Lubricate the rubber o-ring on it. If you don’t lube it frequently it may cause re-cocking problems, make sure you lube it using your finger only on the o-ring. Also put a dab of oil on your finger and rub on the detents.
Lubing the Regulator
2-3 drops of paintball oil (Gold Cup) into the reg make sure it’s in the off position when you place the drops. Then screw in the tank turn on the reg and dry fire about 30 times without the barrel or hopper. You can also take the reg. apart and use Dow 33 on the six shims.
Reg. Maintenance Guide
Remove the screw under the frame towards the back. Take out the internals. Now you place about 1-2 drops of lube on the strikers o-ring and spread it around the striker. When you place everything back make sure you do it in reverse order that you removed it. If you are having problems putting the striker back just turn on your gun, turn off the eyes and fire until the striker gets through. Doing this to your marker keeps your gun running to its full potential and reduces re-cocking problems.
Re-cocking and Leak Problems may be caused by the following:
1. Your internals may not be properly lubed.
2. You have not lubed the reg.
3. Your guns pressure may be too low.
4. Your detents need lubed with oil, use minimal amount.
5. Your valve o-rings may be damaged.
6. You might have placed the valve up side down.
7. Your valve may not be screwed into place all the way. If you screw the valve screw in to much it could cause your valve to leak.
8. The Reg has not been broken in. (takes about 3 cases of paint)
9. The spring may not be broken in.
10. Bolt may be upside down.
1. Lube internals with paintball oil (Gold Cup)
2. Lube the reg.
3. Turn the pressure up slowly until it does re-cock.
4. Check for damage on o-rings and lube them. If damaged replace and lube.
5. Open up the marker and check if the valve is properly placed.
6. Check if the screw that holds the valve in place is all the way screwed in. Don't overtighten it, this can cause a leak.
7. You can screw in the velocity spring all the way and leave it like that for a week. But many people do not recommend this.
8. Check if the bolt is not upside down.
HP vs. LP vs. CO2
HP (high pressure) or LP (low pressure) tanks, they both give different out-puts of psi, for the vs2 I would recommend you to get a HP so you can have a faster recharge rate on your gun so you shoot more consistent. But LP is also fine. Now for CO2 you can use it but it voids the warranty and expect a whole lot of o-ring changes, you can get a palmer’s reg that helps out and get your tank anti-siphoned less maintenance.
Regulator/ ASA Leaking
It's normally the oring on the on/ off knob. Go to page 22 of the VS2 manual. Turn the on/off knob as far clockwise as it will go. Take off the c- clip #ITP008 with needle nose pliers. Then turn the on/ off knob counter clockwise, it will keep spinning after you reach a certain point. Give it a slight tug and out it will come. It's probably o-ring #ORG018 but check both to verify. Take whichever one is bad off, put new one on from parts kit. Then take some dow 33 and put some on both orings. Now reassemble, chances are you turned the on/off to far and pinched the oring slightly. When I still had that reg on there I'd only turn it till it felt snug then I'd back it off 1/4 turn.

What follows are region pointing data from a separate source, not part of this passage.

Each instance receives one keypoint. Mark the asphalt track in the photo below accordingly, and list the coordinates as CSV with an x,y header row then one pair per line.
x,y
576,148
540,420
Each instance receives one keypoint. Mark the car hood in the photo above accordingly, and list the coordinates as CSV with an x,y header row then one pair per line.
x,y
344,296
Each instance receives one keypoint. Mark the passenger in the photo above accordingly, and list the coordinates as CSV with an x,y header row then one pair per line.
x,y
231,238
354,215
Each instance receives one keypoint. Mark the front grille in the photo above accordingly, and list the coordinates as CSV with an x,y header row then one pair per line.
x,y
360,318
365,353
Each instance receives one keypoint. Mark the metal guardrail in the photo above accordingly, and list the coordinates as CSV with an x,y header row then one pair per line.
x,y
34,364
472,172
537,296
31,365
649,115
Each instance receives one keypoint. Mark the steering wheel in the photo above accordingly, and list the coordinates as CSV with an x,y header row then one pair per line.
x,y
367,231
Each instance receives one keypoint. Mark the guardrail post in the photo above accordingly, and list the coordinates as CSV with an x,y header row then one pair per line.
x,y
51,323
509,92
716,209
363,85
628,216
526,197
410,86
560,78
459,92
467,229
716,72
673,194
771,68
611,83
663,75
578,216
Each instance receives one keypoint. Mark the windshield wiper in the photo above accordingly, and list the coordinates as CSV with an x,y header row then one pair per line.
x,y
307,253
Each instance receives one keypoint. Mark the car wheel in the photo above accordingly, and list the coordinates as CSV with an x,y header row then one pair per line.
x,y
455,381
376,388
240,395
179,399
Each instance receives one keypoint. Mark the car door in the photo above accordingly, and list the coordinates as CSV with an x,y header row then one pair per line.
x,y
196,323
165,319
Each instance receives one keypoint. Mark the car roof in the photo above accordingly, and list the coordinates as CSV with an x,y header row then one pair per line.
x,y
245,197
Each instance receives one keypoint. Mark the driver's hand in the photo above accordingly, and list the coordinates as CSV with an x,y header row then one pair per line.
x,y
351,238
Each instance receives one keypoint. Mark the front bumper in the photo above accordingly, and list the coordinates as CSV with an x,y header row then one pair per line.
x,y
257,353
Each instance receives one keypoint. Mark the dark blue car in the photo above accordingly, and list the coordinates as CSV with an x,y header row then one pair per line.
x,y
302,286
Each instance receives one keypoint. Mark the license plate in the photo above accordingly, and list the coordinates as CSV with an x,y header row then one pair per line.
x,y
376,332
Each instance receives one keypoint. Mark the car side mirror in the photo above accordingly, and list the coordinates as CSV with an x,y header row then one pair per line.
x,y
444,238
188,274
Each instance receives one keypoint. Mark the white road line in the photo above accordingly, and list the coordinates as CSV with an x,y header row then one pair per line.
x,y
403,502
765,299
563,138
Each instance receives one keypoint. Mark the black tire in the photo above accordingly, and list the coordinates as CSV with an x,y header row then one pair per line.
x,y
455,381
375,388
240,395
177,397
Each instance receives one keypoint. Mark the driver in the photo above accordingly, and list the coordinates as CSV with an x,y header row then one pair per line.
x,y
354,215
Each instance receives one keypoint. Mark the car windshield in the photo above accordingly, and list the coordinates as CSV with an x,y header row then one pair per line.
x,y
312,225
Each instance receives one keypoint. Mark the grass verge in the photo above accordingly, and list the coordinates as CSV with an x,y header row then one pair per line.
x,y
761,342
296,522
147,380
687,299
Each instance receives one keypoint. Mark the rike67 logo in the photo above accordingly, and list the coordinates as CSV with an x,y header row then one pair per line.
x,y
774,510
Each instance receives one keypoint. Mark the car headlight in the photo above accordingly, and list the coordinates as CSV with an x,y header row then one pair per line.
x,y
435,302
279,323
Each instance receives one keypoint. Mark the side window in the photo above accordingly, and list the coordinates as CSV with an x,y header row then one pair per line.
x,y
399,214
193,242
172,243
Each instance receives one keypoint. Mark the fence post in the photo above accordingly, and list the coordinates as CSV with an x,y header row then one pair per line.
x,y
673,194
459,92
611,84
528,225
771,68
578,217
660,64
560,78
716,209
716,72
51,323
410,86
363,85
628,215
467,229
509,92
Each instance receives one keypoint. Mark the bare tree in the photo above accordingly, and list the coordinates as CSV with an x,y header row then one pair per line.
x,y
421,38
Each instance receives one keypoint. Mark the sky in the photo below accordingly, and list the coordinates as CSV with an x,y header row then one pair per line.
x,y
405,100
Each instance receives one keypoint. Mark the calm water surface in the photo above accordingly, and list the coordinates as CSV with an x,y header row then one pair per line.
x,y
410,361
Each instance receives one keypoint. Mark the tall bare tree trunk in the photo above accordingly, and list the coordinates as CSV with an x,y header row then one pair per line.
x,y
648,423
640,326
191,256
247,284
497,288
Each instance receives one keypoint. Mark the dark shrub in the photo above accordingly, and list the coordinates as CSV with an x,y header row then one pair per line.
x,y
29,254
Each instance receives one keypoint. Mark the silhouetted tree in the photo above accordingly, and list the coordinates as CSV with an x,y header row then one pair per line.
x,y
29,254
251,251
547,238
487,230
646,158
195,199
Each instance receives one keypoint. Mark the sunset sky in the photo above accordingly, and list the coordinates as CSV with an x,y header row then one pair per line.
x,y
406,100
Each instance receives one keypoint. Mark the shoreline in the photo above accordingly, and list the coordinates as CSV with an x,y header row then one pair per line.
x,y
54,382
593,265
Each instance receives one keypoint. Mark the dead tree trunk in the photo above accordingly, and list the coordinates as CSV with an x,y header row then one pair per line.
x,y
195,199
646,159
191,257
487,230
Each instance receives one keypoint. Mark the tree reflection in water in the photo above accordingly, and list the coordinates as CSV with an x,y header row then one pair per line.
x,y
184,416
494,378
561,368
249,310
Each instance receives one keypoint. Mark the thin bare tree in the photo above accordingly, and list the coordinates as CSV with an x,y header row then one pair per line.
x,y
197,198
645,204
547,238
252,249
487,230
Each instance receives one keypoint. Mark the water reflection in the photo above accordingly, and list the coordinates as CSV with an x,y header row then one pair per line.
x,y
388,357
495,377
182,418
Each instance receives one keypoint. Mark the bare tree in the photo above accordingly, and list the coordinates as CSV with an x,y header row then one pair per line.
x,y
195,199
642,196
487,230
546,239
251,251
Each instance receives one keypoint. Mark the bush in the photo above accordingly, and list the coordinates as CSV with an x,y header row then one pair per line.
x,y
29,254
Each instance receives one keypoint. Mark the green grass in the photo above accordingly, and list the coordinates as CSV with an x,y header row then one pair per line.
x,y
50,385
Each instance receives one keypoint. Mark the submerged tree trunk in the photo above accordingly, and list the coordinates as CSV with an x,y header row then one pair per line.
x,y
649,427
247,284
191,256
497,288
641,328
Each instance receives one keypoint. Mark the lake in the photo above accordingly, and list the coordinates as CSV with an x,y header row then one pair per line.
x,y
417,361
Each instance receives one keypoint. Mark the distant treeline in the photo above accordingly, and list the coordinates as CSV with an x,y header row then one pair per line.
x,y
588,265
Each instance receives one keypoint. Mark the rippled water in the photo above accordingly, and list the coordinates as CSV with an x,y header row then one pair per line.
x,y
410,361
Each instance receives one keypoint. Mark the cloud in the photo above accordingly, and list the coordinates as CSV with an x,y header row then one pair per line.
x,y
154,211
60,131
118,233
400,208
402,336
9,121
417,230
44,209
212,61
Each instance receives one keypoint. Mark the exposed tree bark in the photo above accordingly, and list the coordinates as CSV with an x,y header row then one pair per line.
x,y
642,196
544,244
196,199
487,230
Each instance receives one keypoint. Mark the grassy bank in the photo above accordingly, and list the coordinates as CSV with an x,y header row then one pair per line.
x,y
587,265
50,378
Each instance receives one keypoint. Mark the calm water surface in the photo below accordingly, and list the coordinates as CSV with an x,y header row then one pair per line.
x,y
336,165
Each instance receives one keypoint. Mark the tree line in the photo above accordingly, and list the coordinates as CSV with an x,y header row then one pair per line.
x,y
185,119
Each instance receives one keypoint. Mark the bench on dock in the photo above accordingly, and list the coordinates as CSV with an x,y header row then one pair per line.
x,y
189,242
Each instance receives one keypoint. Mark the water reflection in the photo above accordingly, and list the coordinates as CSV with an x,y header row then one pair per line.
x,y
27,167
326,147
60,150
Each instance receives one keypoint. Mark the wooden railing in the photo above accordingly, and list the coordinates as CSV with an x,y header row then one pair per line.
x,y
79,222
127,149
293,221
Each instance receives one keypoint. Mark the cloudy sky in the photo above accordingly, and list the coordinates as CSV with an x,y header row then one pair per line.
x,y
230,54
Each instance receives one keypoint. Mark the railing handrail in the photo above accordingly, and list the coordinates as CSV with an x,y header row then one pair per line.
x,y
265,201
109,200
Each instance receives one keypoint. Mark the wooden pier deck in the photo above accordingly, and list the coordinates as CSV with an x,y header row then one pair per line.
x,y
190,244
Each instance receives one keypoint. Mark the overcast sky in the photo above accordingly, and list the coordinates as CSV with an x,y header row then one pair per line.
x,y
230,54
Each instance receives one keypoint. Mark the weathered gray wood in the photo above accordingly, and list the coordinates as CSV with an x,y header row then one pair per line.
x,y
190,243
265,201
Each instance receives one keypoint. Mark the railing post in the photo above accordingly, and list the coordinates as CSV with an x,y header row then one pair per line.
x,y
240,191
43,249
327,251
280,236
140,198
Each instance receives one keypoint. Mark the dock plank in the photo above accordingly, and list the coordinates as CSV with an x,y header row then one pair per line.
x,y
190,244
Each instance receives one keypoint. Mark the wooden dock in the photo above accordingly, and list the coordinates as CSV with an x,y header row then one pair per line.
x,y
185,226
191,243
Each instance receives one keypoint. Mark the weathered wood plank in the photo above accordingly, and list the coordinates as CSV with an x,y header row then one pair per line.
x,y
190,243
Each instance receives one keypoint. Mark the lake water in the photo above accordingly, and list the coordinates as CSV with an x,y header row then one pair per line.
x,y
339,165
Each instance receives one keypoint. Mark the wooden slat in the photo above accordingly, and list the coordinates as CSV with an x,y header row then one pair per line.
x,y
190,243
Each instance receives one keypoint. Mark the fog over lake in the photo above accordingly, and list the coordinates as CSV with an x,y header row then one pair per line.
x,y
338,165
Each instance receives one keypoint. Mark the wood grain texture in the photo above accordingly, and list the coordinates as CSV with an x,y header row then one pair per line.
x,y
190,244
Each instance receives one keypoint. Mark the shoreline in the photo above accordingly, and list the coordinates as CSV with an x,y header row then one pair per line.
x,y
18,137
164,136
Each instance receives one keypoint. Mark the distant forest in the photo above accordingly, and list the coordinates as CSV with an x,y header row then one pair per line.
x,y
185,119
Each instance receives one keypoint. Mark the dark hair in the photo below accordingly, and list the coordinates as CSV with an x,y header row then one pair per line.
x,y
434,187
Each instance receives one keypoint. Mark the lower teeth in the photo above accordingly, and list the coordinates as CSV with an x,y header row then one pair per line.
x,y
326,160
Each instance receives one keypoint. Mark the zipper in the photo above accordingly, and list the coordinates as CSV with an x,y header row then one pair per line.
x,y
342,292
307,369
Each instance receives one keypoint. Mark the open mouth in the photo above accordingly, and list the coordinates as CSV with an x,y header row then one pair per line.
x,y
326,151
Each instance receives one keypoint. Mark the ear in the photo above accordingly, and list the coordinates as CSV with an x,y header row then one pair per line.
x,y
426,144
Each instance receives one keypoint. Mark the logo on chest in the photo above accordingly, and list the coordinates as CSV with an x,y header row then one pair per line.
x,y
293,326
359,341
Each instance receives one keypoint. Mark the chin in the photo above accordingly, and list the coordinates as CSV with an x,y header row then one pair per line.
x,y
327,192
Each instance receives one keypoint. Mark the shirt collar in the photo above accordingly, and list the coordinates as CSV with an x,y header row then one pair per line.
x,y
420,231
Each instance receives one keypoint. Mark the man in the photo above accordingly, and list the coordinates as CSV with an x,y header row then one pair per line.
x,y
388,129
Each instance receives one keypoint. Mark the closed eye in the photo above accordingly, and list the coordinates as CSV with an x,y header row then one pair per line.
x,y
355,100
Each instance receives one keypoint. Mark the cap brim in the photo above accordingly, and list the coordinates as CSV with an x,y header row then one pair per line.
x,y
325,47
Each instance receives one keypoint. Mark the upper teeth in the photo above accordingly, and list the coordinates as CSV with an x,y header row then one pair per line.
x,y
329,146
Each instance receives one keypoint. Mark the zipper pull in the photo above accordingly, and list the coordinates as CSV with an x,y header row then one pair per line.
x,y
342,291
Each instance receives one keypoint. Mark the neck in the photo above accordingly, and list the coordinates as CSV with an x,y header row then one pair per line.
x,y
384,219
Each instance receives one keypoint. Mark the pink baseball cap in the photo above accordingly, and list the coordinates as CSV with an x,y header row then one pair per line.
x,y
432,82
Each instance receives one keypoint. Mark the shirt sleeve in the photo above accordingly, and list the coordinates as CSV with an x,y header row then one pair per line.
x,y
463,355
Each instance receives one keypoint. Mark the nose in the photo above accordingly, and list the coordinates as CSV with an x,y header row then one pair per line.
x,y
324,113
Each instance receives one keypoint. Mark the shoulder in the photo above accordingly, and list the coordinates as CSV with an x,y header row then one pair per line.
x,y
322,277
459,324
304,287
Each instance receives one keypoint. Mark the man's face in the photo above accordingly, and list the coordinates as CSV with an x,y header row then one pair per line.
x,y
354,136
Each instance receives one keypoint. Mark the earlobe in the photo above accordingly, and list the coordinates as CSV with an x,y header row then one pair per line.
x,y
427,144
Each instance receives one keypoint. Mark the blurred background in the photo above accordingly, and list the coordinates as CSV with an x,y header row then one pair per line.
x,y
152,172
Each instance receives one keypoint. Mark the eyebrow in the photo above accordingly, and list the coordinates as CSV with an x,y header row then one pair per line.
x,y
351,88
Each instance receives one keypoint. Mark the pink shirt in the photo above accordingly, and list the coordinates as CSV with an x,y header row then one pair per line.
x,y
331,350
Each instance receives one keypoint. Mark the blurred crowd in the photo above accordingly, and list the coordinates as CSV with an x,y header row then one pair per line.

and to add to your info; Its almost never the cup seal. seriously get one to have on hand but there is a greater chance the valve was damaged upon removal. Then the springs, old spryders like anything with a bronze/grey body and a crossfed tube had extremely overpowered springs. That because a problem really when they did away with the fatty striker and the simplest solution was to cut the spring. On a good spring there was plenty of coil left to get it to work better. There weren't any problems with this untill owners stored it cocked for 5 years and then sold it to a kid at a garage sale, by that time the spring was toast for normal use. There are so many other variables, our old LP mods would actually get to a point where if there wasn't paint in the breach it wouldn't re-cock. So I say take it easy, most spyder owner don't have a clue, just keep feeding the info and maybe a few will stick around.